The noble Lord said: This amendment is grouped with Amendments Nos. 33 and 34, which raise a slightly different point. Amendment No. 32 raises the question of whether there should be a minimum time limit for sex offender orders. That question was also raised in the debate on the antisocial behaviour order in respect of Clause 1. Unlike the case of the antisocial behaviour order, I do not seek a maximum time limit for a sex offender order. There may well be cases where it is necessary for the order to remain in force for many years because of the unquestionable tendency of paedophiles and other sex offenders to re-offend. There may be some cases where even a five-year order may be excessive. This is so particularly with young people, in whom great changes in behaviour are possible over quite short periods. The court has a discretion as to whether to make an order at all. Why should it not have a discretion as to the length of the order? I would be less concerned about the minimum time limit if the court had independent power under subsection (6) to grant an early discharge from the order where the circumstances justified it.

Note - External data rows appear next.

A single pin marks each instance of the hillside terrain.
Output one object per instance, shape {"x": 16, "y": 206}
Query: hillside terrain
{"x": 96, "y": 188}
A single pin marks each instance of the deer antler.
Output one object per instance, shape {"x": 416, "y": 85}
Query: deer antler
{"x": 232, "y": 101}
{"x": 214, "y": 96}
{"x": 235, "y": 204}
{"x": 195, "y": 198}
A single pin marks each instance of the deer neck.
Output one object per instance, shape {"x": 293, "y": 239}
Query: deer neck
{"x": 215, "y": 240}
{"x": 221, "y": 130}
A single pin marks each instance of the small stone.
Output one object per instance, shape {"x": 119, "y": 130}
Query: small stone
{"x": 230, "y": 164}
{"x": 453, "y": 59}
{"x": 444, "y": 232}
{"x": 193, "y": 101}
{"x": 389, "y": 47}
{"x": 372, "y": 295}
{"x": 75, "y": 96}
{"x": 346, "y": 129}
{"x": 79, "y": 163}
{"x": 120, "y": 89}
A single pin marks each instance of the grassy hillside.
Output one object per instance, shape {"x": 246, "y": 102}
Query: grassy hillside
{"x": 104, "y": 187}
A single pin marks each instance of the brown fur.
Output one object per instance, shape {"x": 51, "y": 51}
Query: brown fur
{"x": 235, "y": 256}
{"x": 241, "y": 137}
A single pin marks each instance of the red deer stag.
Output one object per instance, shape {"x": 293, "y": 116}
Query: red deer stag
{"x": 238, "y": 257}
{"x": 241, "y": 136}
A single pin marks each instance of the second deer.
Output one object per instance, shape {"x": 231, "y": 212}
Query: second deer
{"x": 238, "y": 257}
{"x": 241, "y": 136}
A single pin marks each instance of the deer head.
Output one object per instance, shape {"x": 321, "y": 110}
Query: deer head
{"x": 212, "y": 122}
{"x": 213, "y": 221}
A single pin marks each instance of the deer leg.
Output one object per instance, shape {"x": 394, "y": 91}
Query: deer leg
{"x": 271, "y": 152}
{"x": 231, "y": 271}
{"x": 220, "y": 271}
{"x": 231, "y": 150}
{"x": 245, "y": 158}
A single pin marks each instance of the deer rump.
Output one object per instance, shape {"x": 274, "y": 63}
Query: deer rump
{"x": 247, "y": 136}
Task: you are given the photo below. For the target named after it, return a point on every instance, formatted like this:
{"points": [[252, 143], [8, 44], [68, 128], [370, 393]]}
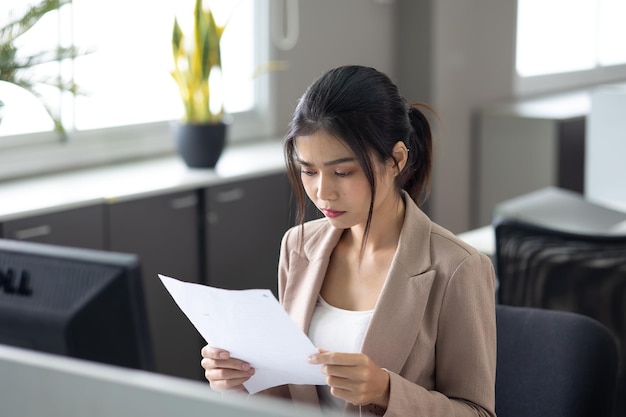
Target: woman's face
{"points": [[336, 184]]}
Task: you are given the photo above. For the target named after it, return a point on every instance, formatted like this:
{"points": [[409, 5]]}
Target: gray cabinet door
{"points": [[164, 232], [245, 223], [80, 227]]}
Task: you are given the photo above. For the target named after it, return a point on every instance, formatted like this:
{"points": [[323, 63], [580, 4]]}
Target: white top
{"points": [[337, 330]]}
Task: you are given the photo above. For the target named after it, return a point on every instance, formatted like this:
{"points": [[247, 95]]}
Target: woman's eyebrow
{"points": [[329, 163]]}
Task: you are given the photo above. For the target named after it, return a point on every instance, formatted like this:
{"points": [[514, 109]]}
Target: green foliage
{"points": [[194, 60], [13, 68]]}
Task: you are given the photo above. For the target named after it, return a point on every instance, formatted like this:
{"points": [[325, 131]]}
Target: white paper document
{"points": [[253, 327]]}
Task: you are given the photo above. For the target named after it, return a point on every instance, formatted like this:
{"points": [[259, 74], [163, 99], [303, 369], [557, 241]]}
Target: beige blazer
{"points": [[433, 327]]}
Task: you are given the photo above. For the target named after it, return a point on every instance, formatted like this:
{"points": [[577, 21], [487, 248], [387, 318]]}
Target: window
{"points": [[125, 77], [580, 41]]}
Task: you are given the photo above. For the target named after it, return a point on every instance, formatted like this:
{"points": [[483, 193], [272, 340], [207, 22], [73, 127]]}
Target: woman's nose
{"points": [[325, 188]]}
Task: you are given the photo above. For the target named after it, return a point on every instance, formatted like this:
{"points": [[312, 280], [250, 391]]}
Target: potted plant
{"points": [[201, 133], [14, 67]]}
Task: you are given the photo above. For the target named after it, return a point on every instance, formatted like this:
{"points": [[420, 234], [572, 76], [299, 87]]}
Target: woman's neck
{"points": [[385, 228]]}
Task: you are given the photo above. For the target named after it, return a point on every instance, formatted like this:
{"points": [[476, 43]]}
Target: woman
{"points": [[401, 310]]}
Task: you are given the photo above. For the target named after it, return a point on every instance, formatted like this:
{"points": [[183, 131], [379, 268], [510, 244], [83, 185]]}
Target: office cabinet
{"points": [[164, 231], [80, 227], [527, 145], [245, 221]]}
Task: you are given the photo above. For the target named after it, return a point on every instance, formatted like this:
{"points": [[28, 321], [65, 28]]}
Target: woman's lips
{"points": [[332, 213]]}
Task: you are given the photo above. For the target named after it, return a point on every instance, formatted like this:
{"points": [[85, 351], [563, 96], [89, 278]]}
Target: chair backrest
{"points": [[556, 270], [553, 364]]}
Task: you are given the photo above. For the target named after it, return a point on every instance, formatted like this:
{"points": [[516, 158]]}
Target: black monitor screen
{"points": [[81, 303]]}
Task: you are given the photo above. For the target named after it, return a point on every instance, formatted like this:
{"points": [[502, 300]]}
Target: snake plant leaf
{"points": [[14, 67], [193, 65]]}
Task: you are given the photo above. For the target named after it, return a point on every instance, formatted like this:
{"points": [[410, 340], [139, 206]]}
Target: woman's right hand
{"points": [[222, 371]]}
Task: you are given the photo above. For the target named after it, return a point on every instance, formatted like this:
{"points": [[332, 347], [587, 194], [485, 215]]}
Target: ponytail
{"points": [[415, 177]]}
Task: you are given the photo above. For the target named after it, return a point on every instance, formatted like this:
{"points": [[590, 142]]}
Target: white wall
{"points": [[333, 33]]}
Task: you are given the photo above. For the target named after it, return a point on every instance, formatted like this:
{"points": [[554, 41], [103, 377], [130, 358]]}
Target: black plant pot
{"points": [[200, 145]]}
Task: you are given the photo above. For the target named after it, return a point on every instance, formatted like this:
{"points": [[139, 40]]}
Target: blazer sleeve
{"points": [[465, 350]]}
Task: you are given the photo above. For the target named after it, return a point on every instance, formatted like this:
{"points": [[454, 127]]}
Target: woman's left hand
{"points": [[354, 377]]}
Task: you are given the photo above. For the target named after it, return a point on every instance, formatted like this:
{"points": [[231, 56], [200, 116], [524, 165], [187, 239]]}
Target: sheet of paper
{"points": [[252, 326]]}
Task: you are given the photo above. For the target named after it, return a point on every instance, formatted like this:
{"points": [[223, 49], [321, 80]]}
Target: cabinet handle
{"points": [[230, 195], [33, 232], [184, 202]]}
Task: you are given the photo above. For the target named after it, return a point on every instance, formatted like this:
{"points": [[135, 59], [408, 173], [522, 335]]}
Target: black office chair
{"points": [[553, 364], [557, 270]]}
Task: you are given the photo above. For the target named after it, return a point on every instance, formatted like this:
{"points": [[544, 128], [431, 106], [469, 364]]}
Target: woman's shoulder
{"points": [[309, 230]]}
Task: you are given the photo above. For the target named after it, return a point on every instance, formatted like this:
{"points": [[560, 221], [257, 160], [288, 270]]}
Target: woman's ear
{"points": [[401, 154]]}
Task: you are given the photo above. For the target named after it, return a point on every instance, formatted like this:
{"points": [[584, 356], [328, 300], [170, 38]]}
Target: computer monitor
{"points": [[81, 303], [40, 384]]}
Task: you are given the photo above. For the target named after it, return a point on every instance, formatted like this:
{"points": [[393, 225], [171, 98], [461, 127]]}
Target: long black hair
{"points": [[363, 108]]}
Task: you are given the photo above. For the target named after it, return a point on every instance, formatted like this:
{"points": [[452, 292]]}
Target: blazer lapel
{"points": [[301, 294], [398, 314]]}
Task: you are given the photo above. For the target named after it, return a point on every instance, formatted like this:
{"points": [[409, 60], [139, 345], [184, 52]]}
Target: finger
{"points": [[220, 374], [228, 384], [236, 364], [338, 358], [214, 353]]}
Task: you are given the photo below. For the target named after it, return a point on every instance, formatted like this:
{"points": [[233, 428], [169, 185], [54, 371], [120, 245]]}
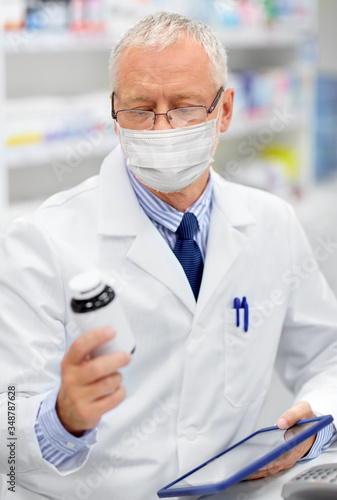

Amendments Nos. 33 and 34 raise the same point as was raised in connection with the antisocial behaviour order; namely, the restriction on the court's power to discharge an order before the expiration of the five-year period without the consent of the chief officer of police. The effect of this is to transfer the power to grant early discharge from the court to the chief officer. The court cannot give a discharge if the chief officer does not agree. Equally, it is unlikely to refuse to discharge the order if the chief officer of police does agree to a discharge.

I repeat briefly the arguments that I raised before. First, it is contrary to the principle that sentencing should be a matter for the court and not for the parties to the proceedings. Secondly, a decision of the chief officer of police in these circumstances cannot be arbitrary. He will be under a duty to consider whether to give consent to the discharge. Refusal of consent would therefore be subject to judicial review, which I do not believe would be in the interests of the police. I suggest that here again it would be much more appropriate for the court to have a discretion after hearing the arguments placed before it by the parties for and against the discharge of the order. I beg to move.